Sandboxing and Approval Testing for Data Scientists and Engineers


Details
Welcome to this meeting of the Gothenburg Python User Group. Emily Bache will give a talk about some recent work she's been doing and some open source tools for testing. There will also be time for talking to the other Python users who will be there.
Many thanks to ProAgile for sponsoring this meeting with a venue and sandwiches.
Agenda
17:30 - Mingle and sandwiches
18:00 - Welcome, introductions, sponsor presentation
18:15 - Talk by Emily Bache (description below)
19:00 - Break, mingle
19:15 - Group exercise trying out the tools
20:15 - End of hands-on session
20:30 - Close of meeting
Talk description
Sometimes the data is the most important part of the software.

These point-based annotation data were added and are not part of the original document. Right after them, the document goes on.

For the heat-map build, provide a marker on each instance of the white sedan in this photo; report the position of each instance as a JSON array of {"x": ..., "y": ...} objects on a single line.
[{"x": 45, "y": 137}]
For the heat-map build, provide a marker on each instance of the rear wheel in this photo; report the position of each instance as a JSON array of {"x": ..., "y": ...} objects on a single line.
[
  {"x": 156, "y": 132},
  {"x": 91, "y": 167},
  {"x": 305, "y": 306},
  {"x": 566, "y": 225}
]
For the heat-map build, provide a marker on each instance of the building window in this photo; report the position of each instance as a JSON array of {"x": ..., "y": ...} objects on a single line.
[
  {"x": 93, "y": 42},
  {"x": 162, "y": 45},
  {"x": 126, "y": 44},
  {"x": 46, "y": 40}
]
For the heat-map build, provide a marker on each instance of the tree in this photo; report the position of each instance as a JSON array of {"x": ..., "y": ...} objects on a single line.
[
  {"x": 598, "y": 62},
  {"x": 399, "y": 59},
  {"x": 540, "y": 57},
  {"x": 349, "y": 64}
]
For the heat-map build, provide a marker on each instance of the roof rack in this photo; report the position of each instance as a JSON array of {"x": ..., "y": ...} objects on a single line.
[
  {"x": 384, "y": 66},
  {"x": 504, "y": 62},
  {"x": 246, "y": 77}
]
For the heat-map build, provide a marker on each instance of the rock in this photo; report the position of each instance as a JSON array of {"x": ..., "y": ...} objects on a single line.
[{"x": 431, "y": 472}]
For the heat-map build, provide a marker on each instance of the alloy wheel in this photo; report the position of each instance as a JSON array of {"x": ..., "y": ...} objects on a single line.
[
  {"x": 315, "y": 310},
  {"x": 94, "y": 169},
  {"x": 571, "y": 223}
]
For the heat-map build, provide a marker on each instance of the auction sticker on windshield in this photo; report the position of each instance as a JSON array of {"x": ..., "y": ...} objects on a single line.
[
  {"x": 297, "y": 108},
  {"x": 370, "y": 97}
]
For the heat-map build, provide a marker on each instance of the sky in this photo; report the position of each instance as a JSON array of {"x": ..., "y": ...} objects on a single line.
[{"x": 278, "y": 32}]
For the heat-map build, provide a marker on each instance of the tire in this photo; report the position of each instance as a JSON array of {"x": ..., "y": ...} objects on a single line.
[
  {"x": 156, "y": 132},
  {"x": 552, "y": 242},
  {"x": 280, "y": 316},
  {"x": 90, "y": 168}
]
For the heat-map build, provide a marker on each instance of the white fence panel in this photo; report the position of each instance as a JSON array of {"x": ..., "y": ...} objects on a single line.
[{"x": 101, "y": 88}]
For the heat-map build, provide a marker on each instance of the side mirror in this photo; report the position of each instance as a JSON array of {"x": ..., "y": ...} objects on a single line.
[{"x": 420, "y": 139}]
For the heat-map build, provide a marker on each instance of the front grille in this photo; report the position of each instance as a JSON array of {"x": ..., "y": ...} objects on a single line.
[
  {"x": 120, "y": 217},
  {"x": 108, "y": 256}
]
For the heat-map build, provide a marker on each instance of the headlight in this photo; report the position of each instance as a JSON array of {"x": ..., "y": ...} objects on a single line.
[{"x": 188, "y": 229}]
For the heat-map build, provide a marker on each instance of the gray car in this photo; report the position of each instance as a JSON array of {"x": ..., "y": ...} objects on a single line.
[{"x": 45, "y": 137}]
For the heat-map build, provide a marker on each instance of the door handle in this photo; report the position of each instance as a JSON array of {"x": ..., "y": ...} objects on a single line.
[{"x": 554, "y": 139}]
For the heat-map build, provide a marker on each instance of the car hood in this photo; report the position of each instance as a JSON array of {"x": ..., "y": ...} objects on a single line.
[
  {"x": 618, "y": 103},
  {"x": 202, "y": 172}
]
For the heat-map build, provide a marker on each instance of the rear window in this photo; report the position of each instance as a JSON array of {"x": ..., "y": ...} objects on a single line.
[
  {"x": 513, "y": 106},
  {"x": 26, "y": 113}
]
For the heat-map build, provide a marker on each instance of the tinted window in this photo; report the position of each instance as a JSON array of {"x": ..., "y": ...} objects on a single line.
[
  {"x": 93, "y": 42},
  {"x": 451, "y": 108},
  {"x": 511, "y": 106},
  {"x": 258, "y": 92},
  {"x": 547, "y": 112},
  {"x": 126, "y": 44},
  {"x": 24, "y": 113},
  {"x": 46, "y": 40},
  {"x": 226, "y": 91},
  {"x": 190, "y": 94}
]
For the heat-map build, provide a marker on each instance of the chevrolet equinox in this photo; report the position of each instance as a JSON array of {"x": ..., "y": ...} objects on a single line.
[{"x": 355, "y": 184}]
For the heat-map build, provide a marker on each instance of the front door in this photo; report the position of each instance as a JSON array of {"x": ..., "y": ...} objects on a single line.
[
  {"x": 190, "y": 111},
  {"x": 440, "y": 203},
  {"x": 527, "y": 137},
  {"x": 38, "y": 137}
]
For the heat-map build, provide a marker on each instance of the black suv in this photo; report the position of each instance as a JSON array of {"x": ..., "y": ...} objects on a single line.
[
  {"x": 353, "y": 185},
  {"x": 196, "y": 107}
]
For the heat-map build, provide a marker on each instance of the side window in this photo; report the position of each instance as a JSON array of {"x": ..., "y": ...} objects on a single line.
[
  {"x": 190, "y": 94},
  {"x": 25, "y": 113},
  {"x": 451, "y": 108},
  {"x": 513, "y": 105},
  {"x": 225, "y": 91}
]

Your program may need to read from more than one data source and combine records to produce new data. Sometimes your program needs to update existing records, or even remove some data. As you develop these kinds of programs, it can be useful to have regression tests that let you see the impact of changes on the kinds of data you normally work with.
I recently did some technical coaching with a team of data scientists and engineers. I worked with them to create a sandboxed environment where they could try out their programs against copies of production data. They could see the effects of refactoring and adding functionality, without impacting others. They could also create regression tests and share them with the whole development team. In future they hope to run these tests in a continuous integration system.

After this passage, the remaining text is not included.